Continuous improvement is not always about technology. It can also be about communication, executive buy-in, or creating more value with your existing processes.
Ultimately, FinOps isn't something you just do once. It's an ongoing practice that optimizes your cloud usage and costs over time.
Right-sizing and right-costing help optimize your cloud environment
Right-sizing and right-costing are two significant continuous improvement methodologies that can help optimize your cloud environment.
Right-sizing resources tend to be a more technical process that considers the specifications of each resource running in your IT environment and then seeks the best possible configuration that supports the workload.
Right-sizing examples include:
- Choosing the right data center and optimal configurations for your workloads
- Considering the financial impact and actual utilization of virtual machines
- Finding and removing abandoned or orphaned cloud resources that eat away at margins without providing any clear benefit
- Modernization initiatives that ensure you get the most efficiency and ROI for your dollar
- Determining if a data center in another geographic region can handle specific workloads more efficiently without significant trade-offs
- Automating elastic right-sizing processes to ensure you only run the applications and resources that you need at the moment
- Employing automatic on/off processes for applications that aren't in constant use
With right-costing, you can leverage commercial resources to get the best deal on cloud solutions and software.

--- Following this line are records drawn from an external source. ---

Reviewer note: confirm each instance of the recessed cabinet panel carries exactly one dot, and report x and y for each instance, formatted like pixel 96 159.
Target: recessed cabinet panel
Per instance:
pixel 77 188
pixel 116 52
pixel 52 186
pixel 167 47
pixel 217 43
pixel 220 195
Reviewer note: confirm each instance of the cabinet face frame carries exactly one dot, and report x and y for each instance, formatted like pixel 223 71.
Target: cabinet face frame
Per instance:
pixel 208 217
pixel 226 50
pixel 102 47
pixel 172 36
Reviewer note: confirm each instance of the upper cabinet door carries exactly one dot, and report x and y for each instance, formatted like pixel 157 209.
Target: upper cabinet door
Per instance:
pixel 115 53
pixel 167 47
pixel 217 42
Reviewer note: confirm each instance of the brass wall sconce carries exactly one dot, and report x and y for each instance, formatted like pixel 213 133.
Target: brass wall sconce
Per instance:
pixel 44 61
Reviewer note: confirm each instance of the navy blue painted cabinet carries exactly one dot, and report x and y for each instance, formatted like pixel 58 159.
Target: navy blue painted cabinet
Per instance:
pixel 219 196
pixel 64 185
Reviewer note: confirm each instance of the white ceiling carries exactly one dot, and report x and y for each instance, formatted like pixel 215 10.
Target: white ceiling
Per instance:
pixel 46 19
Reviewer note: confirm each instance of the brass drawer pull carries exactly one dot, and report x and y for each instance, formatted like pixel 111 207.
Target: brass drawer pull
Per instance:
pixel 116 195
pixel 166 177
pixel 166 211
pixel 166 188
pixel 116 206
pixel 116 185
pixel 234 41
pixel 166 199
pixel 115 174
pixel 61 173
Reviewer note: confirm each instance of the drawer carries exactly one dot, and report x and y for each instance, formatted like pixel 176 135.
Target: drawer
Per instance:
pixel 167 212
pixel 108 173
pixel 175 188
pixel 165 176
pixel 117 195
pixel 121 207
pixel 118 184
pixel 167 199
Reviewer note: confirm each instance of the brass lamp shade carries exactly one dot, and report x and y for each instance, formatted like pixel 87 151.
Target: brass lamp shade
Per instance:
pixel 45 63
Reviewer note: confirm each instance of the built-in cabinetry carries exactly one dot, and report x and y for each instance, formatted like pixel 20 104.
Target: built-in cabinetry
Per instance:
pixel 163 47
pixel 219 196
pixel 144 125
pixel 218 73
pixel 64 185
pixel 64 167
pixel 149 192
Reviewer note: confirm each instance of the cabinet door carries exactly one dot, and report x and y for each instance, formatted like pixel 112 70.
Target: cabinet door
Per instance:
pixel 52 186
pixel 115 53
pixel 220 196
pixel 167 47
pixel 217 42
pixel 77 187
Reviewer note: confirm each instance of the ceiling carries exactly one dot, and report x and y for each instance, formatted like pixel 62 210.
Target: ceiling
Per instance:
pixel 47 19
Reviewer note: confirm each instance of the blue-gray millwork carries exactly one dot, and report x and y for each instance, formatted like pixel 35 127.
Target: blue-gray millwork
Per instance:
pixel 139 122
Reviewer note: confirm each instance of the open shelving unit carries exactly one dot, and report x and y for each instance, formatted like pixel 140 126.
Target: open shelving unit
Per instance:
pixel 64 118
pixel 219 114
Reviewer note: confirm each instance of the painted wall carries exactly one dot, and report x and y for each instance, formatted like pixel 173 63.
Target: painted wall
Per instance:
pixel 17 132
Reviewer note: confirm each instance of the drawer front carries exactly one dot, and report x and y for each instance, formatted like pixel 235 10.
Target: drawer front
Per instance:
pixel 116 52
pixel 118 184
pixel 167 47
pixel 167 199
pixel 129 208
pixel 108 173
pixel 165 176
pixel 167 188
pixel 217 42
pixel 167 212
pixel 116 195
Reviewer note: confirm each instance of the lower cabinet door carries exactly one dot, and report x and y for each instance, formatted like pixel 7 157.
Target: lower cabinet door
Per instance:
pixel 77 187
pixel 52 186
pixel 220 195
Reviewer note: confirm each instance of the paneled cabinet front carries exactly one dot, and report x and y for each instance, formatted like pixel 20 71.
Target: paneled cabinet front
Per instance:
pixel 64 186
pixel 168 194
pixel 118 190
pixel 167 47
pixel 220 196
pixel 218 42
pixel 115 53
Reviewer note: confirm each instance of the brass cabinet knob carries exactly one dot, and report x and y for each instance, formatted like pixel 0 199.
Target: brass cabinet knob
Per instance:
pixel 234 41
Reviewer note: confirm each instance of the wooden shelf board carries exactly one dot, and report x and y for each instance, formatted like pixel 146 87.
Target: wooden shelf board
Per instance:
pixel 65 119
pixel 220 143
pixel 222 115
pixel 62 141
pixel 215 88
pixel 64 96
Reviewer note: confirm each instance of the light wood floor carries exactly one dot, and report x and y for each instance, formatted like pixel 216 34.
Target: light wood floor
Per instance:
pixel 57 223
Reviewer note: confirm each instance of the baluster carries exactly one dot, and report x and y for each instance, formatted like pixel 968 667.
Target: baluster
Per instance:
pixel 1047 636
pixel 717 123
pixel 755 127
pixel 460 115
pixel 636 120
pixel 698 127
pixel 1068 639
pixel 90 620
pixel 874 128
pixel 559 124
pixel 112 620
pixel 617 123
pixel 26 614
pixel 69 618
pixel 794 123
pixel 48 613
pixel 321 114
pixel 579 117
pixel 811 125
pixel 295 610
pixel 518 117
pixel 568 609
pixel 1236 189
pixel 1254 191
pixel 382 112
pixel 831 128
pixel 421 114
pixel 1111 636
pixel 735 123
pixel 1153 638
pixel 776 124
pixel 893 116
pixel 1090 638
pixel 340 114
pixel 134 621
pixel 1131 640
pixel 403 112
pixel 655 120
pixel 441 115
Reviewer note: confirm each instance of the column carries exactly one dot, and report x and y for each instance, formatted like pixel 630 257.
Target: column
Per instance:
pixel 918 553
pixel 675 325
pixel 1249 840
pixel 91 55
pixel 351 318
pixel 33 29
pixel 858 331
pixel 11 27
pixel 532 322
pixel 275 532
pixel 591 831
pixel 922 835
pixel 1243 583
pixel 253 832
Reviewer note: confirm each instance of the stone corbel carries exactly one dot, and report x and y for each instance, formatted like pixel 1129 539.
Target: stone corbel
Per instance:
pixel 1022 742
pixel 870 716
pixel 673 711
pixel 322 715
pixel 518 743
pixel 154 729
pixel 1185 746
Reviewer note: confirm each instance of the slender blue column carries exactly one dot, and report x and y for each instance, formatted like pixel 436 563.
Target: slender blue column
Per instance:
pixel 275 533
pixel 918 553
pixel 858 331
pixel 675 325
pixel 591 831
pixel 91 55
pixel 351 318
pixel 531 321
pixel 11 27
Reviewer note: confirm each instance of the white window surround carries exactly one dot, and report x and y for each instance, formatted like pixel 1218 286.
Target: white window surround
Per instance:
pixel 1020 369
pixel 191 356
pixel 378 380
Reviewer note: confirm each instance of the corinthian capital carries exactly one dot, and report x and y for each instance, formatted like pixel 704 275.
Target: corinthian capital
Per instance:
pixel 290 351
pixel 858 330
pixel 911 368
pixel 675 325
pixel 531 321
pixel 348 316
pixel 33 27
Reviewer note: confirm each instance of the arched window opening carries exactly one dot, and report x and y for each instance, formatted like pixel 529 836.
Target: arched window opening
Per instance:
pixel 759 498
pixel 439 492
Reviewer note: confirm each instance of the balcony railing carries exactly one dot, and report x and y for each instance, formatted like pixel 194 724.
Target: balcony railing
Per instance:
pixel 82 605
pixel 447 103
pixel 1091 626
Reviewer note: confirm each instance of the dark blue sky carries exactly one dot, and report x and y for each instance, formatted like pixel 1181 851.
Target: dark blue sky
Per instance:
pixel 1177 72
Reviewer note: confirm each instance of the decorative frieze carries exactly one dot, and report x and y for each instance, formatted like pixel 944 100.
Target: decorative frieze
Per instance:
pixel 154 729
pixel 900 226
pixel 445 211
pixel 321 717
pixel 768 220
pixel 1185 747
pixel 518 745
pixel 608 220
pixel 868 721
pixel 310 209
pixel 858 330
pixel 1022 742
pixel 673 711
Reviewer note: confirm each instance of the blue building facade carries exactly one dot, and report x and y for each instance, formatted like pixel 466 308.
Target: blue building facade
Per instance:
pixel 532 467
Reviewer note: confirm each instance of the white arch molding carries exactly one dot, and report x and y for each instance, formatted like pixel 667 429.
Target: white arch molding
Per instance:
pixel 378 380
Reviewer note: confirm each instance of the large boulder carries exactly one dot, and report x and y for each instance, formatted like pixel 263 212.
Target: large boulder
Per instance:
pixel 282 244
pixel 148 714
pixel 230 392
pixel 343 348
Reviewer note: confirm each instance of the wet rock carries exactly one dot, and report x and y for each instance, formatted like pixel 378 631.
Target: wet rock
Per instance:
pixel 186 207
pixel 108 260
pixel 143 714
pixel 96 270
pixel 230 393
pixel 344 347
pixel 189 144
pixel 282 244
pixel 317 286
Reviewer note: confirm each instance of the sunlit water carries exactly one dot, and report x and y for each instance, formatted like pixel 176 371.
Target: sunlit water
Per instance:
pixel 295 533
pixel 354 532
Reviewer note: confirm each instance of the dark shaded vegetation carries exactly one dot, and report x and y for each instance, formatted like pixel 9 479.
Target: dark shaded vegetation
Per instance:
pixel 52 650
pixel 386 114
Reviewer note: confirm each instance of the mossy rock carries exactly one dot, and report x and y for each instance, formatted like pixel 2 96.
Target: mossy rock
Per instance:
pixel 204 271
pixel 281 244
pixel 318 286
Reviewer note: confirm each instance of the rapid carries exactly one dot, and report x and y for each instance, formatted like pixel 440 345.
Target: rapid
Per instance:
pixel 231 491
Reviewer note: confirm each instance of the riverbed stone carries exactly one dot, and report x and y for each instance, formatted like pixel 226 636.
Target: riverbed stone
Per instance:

Right-costing examples include:
- Lowering your costs by transferring on-premises licenses to the cloud or removing unused solutions
- Negotiating for discounts or volume-based pricing with your cloud vendor
- Saving 50% to 70% off list pricing with reserved instances for services that you run consistently
- Leveraging savings plans
The cloud hyperscalers – AWS, Google Cloud, and Microsoft Azure—frequently change their right-costing options to offer better pricing and flexibility. Staying informed of their changes will allow you to get the best pricing.